Ignored (SE is analytical for CS; approximate for BJS).

vcov_args

Ignored.

Value

A data.frame of class "att_result" with columns:

group

Cohort or calendar time (NA for "simple").

estimate

ATT point estimate.

std.error

Standard error.

statistic

t-statistic (estimate / std.error).

p.value

Two-sided p-value (normal approximation).

conf_low_XX, conf_high_XX

CI bounds for each conf.level.

Attributes: aggregation, estimator, conf.level, N, N_units, N_treated, N_nevertreated, control_group (CS only), att_gt (CS raw ATT(g,t) table), tau_it (BJS unit-time effects table).

Details

This function complements run_es(): use run_es() when you want a full event-study curve (dynamic effects by relative time), and calc_att() when you want aggregated ATT estimates that collapse the time dimension.

Aggregation formulas (CS estimator)

  • simple: \(\theta = \sum_g (n_g/n_{treated}) \cdot \overline{ATT(g,\cdot)}\) where \(\overline{ATT(g,\cdot)}\) is the mean over post-treatment periods.

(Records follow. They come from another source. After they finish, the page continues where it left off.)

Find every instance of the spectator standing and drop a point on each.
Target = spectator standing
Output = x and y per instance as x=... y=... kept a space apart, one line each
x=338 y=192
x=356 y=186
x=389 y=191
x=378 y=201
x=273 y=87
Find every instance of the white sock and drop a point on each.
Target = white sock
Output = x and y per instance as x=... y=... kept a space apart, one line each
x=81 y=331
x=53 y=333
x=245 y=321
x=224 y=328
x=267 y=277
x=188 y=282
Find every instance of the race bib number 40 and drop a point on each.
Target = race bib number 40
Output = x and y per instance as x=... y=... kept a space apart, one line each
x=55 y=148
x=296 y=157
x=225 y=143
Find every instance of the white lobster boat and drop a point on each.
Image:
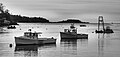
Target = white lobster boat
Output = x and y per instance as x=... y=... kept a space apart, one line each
x=72 y=34
x=32 y=38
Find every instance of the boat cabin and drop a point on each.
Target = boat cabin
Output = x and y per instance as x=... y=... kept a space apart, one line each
x=33 y=35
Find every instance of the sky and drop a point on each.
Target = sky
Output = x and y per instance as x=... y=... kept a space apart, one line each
x=57 y=10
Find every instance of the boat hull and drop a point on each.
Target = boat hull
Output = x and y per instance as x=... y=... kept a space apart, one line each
x=65 y=35
x=25 y=41
x=106 y=31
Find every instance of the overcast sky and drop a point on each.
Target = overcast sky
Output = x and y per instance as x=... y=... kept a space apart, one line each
x=56 y=10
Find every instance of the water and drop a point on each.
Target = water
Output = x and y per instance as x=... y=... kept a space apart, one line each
x=97 y=45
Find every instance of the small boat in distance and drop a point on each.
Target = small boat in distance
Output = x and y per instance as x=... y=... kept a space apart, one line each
x=11 y=27
x=32 y=38
x=72 y=33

  • by_cohort: \(\theta(g) = \overline{ATT(g,\cdot)}\) per cohort.

  • by_time: \(\theta(t) = \sum_{g \le t} w(g,t) \cdot ATT(g,t)\) with \(w(g,t) = n_g / \sum_{g' \le t} n_{g'}\).

Standard errors (BJS estimator)

BJS SEs are approximate (naive sample variance of unit-time effects). Cluster-robust SEs for BJS aggregations are planned for a future release.

See also

run_es() for event-study (dynamic) estimates.